Here is what I have:

$\forall n\geq 2$, where $n\in\mathbb{N}, P(n)$ is the statement "$\sum\limits_{i=2}^{n}\frac{1}{(i-1)i}$ = $\frac{(n-1)}{n}$".

Base case:

$\sum\limits_{i=2}^{2}\frac{1}{(i-1)i}$ = $\frac{1}{2}$ = $\frac{(2-1)}{2}$ so $P(2)$ is true.

Inductive assumption: Assume $P(n)$ is true. Need to show $\sum\limits_{i=2}^{n+1}\frac{1}{(i-1)i}$ = $\frac{((n+1)-1)}{(n+1)}$.
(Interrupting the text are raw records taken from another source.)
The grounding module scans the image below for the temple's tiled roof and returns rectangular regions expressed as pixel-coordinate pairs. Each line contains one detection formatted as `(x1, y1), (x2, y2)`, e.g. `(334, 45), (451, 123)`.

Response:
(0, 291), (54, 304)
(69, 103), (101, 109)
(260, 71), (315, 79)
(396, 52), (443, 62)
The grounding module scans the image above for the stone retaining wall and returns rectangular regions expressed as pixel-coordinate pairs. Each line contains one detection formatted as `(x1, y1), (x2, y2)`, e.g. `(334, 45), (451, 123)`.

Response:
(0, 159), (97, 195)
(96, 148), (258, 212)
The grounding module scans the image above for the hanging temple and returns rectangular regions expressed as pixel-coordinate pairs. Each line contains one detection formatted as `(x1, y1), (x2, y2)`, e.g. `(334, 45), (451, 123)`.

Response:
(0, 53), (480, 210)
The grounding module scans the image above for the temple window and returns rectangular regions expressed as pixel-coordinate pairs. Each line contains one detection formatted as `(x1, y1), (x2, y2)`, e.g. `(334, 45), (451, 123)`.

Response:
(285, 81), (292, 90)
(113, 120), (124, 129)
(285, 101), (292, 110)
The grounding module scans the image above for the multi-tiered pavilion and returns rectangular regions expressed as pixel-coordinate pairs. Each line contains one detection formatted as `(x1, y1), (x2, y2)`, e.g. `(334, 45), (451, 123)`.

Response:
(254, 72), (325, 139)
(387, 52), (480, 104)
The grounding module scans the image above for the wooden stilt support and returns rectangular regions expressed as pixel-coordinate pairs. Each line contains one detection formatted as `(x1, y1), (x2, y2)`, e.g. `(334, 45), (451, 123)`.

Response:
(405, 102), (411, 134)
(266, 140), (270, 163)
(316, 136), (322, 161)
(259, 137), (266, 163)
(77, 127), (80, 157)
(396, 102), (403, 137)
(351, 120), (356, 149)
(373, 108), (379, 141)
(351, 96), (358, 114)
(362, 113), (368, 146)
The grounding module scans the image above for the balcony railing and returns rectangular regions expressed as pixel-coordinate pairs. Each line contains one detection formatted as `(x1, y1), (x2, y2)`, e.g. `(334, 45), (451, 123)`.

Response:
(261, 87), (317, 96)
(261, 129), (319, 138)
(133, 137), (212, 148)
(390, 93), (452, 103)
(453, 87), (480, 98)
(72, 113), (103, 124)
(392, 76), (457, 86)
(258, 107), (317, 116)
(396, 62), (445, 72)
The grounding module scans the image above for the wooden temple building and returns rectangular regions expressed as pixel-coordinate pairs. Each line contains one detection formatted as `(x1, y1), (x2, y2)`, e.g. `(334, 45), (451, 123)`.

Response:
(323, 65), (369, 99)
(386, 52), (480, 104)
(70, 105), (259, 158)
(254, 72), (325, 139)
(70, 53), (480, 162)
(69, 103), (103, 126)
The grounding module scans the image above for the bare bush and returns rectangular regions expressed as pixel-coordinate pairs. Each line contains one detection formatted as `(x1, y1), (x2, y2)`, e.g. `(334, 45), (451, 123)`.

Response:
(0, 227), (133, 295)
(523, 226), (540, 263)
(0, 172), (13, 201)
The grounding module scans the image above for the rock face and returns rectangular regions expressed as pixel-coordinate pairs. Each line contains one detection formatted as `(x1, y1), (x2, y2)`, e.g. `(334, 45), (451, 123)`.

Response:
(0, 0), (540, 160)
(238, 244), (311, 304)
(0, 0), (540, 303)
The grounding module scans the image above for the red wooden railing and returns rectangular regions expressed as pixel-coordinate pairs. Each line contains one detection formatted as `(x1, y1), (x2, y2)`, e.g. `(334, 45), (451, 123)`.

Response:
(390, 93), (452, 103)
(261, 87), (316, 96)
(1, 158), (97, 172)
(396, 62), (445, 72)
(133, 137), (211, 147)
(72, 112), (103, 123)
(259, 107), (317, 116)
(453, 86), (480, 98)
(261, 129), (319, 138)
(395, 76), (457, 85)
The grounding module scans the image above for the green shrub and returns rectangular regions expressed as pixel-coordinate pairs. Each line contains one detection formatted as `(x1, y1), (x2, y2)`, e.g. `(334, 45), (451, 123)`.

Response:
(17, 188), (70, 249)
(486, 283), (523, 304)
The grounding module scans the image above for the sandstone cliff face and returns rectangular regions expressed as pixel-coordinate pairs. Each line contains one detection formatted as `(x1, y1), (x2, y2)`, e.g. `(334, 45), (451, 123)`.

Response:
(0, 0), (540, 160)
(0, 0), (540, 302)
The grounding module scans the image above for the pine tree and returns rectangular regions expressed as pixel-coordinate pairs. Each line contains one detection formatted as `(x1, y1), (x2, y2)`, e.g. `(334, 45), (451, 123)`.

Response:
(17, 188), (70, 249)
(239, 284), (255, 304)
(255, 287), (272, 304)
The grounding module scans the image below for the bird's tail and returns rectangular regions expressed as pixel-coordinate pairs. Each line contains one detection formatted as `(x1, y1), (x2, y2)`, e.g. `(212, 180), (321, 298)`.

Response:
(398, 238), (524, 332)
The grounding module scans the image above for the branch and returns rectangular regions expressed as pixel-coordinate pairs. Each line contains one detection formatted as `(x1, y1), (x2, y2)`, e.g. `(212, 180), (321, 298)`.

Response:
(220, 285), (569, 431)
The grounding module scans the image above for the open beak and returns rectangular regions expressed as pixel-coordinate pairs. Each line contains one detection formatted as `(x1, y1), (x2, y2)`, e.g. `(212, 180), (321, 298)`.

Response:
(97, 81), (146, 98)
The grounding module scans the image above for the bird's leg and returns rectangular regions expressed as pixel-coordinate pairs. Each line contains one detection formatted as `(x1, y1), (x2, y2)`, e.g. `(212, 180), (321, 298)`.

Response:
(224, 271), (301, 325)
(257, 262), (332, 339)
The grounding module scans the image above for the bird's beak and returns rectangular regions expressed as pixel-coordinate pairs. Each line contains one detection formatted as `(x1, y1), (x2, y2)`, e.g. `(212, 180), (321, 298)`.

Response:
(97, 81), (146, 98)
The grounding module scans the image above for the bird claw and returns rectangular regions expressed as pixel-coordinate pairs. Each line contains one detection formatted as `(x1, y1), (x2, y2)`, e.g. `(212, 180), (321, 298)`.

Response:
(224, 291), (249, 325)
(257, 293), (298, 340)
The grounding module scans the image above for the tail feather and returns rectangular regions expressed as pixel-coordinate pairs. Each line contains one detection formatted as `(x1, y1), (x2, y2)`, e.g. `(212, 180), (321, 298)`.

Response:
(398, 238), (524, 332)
$\sum\limits_{i=2}^{n}\frac{1}{(i-1)i}$ + $\frac{1}{n^{2}}$ = $\frac{(n-1)}{n}$ + $\frac{1}{n^{2}}$

= $\frac{n(n-1) + 1}{n^{2}}$ = $\frac{n^{2}-n+1}{n^{2}}$ I got stuck here and tried working backward from $\frac{((n+1)-1)}{(n+1)}$, which gives me:

$\frac{((n+1)-1)}{(n+1)}$ = $\frac{n}{(n+1)}$

Any suggestions on what to do next or where I may be going wrong?

Answer 1

For $n\geq 2$, let $S(n)$ denote the statement $$ S(n) : \sum_{i=2}^n \frac{1}{(i-1)i}=\frac{n-1}{n}. $$ Base step ($n=2$): $S(2)$ says that $\frac{1}{(2-1)2}=\frac{1}{2}=\frac{2-1}{2}$, and this is true.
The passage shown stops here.